Palos Hills police had no idea when they apprehended a 38-year-old man Friday afternoon they had actually captured a wanted FBI fugitive who busted out of federal lockup in Chicago 18 days earlier.
Pretending to be an old man, Kenneth Conley was donning a beret, overcoat, sunglasses and fake-hobbling with a cane when he was stopped for questioning, reports ABC Chicago. Maintenance workers from a Palos Hills apartment called police to report a suspicious person they thought was camping out in the basement.
Police noticed he fugitive was packing a weapon—which turned out to be a BB gun—but had no cash or identification, reports the Tribune.
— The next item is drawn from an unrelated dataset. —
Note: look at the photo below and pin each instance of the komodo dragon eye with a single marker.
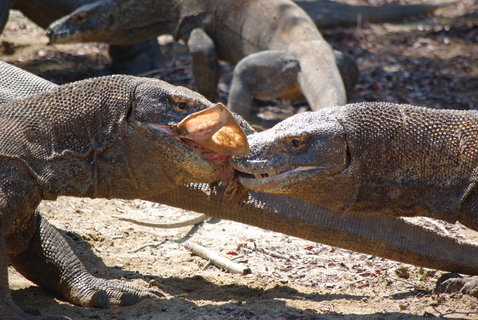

After giving cops a phony name and realizing his cover was blown, Conley allegedly slugged an officer and took off running. However, he was caught minutes later trying to break in to another apartment.
Investigators were in Palos Hills Friday after receiving a tip Conley had knocked on the door of a former acquaintance, reports the Tribune.
In federal court Saturday, Conley was denied bond and ordered to remain in federal custody, reports NBC Chicago.
Despite the escape that had all the elements of a Hollywood blockbuster, the Sun-Times wrote the convicted bank robber "cut a desperate figure" in the courtroom, appearing "pasty, drawn, bearded and balding."
Conley appeared before U.S. Magistrate Judge Sheila Finnegan in chains and a wheelchair, his foot badly swollen from an injury sustained while trying flee from police Friday.
Conley had managed to remain on the lam for a full 18 days following his escape from the Metropolitan Correctional Center in Chicago. On Dec. 18, he and co-conspirator Joseph Banks scaled down 15 stories on a rope made of knotted bedsheets after chipping away cinder block surrounding the window, and using decoy bars to fool prison guards.
Many were stumped as to how the men were able to squeeze through windows only five inches wide; the Tribune now reports the two were able to remove an entire cinder block to make an opening large enough to slip out.
The Tribune reports the corrections guard monitoring the surveillance camera may have been called away on other duties at the time of the escape.
Earlier this week, prosecutors dropped escape charges against Banks, who already faces up to 80 years behind bars. Conley, meanwhile, could face up to five years for his escape, and is already facing 20 years for a 2011 bank robbery.